このような理由により、業務用厨房の自動化を実現する企業には、多くの投資家から関心が集まっている。数年前から盛り上がっていたロボットによるフードデリバリーに、この分野も追いつきつつあるようだ。当初は、自動化が比較的容易な食品に、特に注目が集まるだろう。ピザは、そのシンプルさと、そして多くの人がピザを好むという事実から、当面は間違いなく最初に選ばれる対象となるはずだ。

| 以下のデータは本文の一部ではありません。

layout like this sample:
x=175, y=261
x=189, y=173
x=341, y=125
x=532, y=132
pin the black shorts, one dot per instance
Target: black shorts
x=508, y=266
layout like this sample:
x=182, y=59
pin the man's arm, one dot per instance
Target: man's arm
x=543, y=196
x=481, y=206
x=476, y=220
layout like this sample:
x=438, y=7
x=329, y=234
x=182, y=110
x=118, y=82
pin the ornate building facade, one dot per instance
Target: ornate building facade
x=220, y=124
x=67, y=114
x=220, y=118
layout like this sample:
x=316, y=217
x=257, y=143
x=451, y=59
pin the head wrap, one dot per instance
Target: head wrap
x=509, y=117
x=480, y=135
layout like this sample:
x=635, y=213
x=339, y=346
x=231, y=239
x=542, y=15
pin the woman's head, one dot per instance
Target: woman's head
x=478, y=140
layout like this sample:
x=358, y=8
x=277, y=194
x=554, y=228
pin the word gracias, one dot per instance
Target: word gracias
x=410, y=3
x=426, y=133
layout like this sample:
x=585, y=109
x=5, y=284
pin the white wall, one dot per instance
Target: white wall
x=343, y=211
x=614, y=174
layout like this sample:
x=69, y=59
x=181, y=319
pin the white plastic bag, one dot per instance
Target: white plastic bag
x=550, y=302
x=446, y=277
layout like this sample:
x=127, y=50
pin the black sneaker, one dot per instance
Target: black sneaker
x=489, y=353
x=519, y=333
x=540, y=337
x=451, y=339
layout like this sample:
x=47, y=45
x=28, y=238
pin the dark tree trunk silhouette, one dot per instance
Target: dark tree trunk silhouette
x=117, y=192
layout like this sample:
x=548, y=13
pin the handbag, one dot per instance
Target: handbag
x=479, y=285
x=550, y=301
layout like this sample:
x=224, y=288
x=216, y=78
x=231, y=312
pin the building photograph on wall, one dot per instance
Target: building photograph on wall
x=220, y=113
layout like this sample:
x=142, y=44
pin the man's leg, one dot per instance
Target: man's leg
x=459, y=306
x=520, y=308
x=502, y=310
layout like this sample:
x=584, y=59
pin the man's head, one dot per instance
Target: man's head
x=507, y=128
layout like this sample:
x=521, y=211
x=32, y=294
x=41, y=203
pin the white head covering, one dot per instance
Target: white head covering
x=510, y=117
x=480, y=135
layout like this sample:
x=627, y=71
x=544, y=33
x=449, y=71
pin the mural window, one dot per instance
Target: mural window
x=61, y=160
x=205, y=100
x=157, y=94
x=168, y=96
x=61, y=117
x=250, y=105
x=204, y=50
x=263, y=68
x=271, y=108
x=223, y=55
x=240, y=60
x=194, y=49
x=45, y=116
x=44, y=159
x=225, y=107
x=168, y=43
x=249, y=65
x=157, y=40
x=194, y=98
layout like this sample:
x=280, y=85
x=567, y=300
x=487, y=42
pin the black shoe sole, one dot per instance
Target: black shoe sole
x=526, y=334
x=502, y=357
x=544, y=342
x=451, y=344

サラダボウルも有力な候補だ。サラダボウルは完結型の料理で、コンピューターの画面から離れられる時間がますます減っている労働者にとって、手軽なランチの選択肢として人気が高まっている。

Hyphenが提供する「Makeline(メイクライン)」は、カウンターの下で行われるベルトコンベアのようなプロセスを通して、ボウルの調理を自動化するモジュール式のソリューションだ。そのカウンターの下に収められているという仕様は、とりわけ興味深い。このような企業の多くは、自動化を外に向けて見せるものと位置づけているからだ。見方によっては、ロボットが自分のランチを作ってくれるというのは、クールな、あるいは少なくとも斬新な、アイデアだと思われるかもしれない。しかし、Hyphenのシステムは、人間が顔を出して顧客と対話するというような、人間を前面に出すことを前提としている。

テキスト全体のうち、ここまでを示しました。